- The Washington Times - Tuesday, October 4, 2016

President Obama criticized Senate Republicans Tuesday for allowing the Supreme Court to begin its new term with one vacant seat, and the White House addressed the vacancy’s potential impact on the presidential election if the results were thrown into court.

“In a city of self-inflicted wounds, this one is more dangerous and less defensible than most,” Mr. Obama wrote in the Huffington Post. “This is about the obstruction of a broken Republican-led Congress.”

Mr. Obama nominated Judge Merrick Garland to the high court 202 days ago to fill the vacancy created by the death of Justice Antonin Scalia. But Senate Republicans have refused to hold a confirmation hearing or a vote, saying the next president should choose a nominee.

In the meantime, the Court opened its new term this week ideologically split 4-4 between its conservative and liberal wings.

At the White House press briefing, reporters raised the questions of whether the Court would be unable to weigh in on the presidential election if needed, as it did in 2000 when justices ruled that a recount in Florida should be halted.

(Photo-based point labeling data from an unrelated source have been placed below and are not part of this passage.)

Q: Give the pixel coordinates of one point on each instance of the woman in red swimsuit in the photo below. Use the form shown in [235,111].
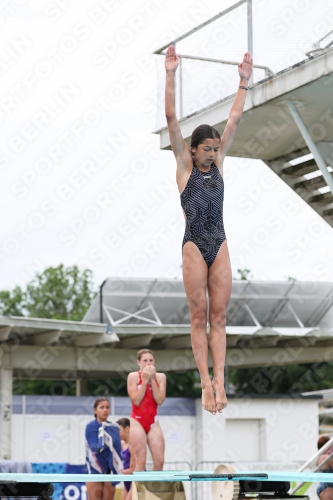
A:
[147,389]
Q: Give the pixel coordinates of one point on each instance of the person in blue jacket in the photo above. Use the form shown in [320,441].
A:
[103,451]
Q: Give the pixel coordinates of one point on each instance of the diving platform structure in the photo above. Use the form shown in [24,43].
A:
[288,124]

White House press secretary Josh Earnest said “it’s hard to speculate at this point what sort of role the Supreme Court could have” on the election. But he said Mr. Obama is “deeply concerned” in general about the impact of the vacancy.

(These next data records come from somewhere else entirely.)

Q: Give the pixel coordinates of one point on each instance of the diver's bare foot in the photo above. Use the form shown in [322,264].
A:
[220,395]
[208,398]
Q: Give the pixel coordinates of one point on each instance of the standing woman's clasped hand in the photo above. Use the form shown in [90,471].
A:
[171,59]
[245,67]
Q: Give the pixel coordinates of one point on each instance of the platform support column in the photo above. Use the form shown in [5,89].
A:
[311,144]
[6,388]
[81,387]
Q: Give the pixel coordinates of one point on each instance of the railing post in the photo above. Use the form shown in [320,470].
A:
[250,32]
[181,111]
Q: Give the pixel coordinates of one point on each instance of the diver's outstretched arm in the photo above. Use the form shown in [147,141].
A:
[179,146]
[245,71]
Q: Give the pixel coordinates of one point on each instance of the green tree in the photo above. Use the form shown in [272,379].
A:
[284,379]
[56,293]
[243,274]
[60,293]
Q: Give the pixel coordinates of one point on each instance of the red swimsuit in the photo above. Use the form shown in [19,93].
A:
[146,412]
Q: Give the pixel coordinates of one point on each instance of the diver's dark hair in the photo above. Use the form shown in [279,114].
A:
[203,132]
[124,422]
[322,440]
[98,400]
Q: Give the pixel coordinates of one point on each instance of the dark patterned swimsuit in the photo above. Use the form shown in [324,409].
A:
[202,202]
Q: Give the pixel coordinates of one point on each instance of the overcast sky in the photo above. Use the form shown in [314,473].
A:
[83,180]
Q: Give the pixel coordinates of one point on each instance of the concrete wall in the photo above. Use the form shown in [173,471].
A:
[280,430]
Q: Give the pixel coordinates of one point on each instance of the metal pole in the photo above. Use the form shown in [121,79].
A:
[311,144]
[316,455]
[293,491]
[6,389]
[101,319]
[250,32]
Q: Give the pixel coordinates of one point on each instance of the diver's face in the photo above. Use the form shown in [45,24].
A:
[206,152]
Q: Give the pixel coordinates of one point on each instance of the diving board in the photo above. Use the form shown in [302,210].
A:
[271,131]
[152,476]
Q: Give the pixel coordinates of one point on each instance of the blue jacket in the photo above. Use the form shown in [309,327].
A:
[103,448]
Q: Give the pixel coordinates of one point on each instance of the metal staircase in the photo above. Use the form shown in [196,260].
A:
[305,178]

Mr. Earnest said of Judge Garland, “His treatment by Republicans in the United States Senate has been terrible.”

Senate Majority Leader Mitch McConnell, Kentucky Republican, has ruled out voting on the Garland nomination in a lame-duck session after the election. Mr. Earnest said the president still hopes that Judge Garland eventually will get a hearing.

“The president is hopeful that there will be a course correction implemented,” Mr. Earnest said. “Probably not under Leader McConnell’s watch; he’s the one that’s broken the system.”

McConnell aide Don Stewart noted that Mr. Obama, while a senator in 2005, led a filibuster against the nomination of eventual Supreme Court Justice Samuel Alito Jr.

“It is accurate to say that Leader McConnell believes the American people should be heard and that the next president will make the nomination to fill this vacancy,” Mr. Stewart said. “But since Josh [Earnest] knows that his boss was one of the first ever to filibuster a Supreme Court nominee, it takes a creative imagination to say what he said today.”

Sen. Michael Bennet, Colorado Democrat, said the Republicans are taking a “radical departure” from the Constitution by blocking the nomination in an election year.

“The majority’s refusal to even consider Judge Garland’s nomination is the most egregious example of Washington dysfunction I have seen,” Mr. Bennet said on the Senate floor last week. “The majority’s failure to fulfill our constitutional responsibilities isn’t even about policy, it is about politics. It is about rolling the dice on an election, instead of following the plain text of the Constitution and more than two centuries of Senate tradition in the history of the United States.”

Sen. Jeff Flake, Arizona Republican, is among those who don’t dispute that partisan politics is the primary cause of the impasse.

“Our position shouldn’t be that the next president ought to decide,” he said of Senate Republicans. “Nobody really believes that, because if this were the last year of a Republican presidency, nobody would say that.”

He told the Daily Beast, “Our position ought to be to confirm the most conservative justice to replace Scalia — to maintain the balance on the Court. That ought to be the principle, and that would allow for us to go with Garland if the alternative is somebody more liberal.”

In his op-ed, Mr. Obama said the nomination is just one example of how congressional Republicans “have traded progress for partisanship.”

“Republican leaders in Congress have proven they won’t work with my administration, but along the way, they’ve lost sight of their basic mission,” Mr. Obama wrote. “They can’t even meet their own goals. Republicans say they care about good paying jobs, but they’re ignoring one of the best ways to create them by refusing to make long overdue investments rebuilding our roads, bridges, ports and airports. They can’t move the ball forward on tax reform, one of the GOP’s biggest priorities, and they continue to delay serious funding to combat an opioid epidemic that has devastated the lives of many of their constituents. They talk a great deal about poverty, but refuse to address it in a meaningful way.”